The simple math that makes any dough recipe scale to any quantity.

Flour is always 100%

In baker's math, the flour weight is the reference: it's always 100%, and every other ingredient is expressed as a percentage of the flour. So "65% hydration" means 65 g of water for every 100 g of flour; "2.8% salt" means 2.8 g of salt per 100 g of flour.

The percentages add up to more than 100% — that's normal and expected.

Why bakers use it

Percentages make a recipe scale-independent and easy to compare. Two recipes with the same percentages produce the same dough at any size — whether you're making two balls or two hundred.

That's exactly why this site puts the whole recipe in a shareable link: change the quantity and the ratios stay identical.

A worked example

Say you want four 280 g balls — 1,120 g of dough — at 65% hydration, 2.8% salt and 0.3% yeast. Add the percentages: 100 + 65 + 2.8 + 0.3 = 168.1%.

Divide the total dough by that (1,120 ÷ 1.681) to get the flour: ≈666 g. Then water = 65% × 666 ≈ 433 g, salt = 2.8% × 666 ≈ 18.7 g, and yeast ≈ 2 g.

Typical pizza numbers

Hydration usually runs 55–70% (higher for airy, wetter styles); salt 2–3%; instant dry yeast 0.2–0.5% for a slow ferment; oil and sugar 0–3% in some styles, none in classic Neapolitan.

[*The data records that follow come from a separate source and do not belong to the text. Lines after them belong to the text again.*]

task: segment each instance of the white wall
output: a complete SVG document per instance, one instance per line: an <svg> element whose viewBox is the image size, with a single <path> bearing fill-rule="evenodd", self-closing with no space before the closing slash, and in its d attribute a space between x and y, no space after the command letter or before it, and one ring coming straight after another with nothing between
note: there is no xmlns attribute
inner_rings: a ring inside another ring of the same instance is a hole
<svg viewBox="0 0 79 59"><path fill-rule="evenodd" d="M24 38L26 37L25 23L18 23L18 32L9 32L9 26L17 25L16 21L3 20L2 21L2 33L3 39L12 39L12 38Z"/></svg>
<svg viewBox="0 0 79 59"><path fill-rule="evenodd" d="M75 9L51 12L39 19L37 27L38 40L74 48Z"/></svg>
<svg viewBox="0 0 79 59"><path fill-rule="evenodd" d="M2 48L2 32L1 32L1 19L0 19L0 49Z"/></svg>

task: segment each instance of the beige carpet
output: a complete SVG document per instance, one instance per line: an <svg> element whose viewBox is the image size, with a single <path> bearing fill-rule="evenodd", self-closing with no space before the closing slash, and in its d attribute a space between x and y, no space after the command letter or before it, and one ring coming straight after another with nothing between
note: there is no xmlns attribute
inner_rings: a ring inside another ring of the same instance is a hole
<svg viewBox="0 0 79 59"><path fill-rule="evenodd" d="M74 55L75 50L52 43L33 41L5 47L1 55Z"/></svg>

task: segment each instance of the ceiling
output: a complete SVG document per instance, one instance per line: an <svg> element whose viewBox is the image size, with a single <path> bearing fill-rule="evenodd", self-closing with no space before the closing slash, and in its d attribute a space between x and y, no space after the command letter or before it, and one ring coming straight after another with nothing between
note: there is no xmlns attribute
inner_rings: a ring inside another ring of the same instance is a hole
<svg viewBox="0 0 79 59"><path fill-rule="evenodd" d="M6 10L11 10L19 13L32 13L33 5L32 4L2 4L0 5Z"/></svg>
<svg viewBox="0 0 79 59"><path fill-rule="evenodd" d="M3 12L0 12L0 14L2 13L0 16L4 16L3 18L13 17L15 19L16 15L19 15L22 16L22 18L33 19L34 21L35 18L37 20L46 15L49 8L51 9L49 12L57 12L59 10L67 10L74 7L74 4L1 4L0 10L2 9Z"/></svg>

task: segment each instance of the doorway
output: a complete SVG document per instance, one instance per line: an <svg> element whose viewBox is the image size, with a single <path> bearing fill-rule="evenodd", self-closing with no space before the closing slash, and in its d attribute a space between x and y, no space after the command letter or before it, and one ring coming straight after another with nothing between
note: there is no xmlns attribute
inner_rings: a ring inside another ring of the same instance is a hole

Preferments and levains are also expressed as a percentage of the total flour.

Let the tool do the math

You don't have to calculate any of this by hand — the calculator solves for flour from your target dough weight and percentages, then weighs out every ingredient. Understanding the percentages just lets you read, tweak and trust the recipe.

Open the dough calculator

FAQ

Why do the percentages add up to more than 100%?

Because flour alone is the 100% reference. Water, salt, yeast and the rest are each a share of the flour weight, so the total is always above 100%.

What is hydration?

Hydration is the water expressed as a percentage of flour weight. 65% hydration = 65 g water per 100 g flour.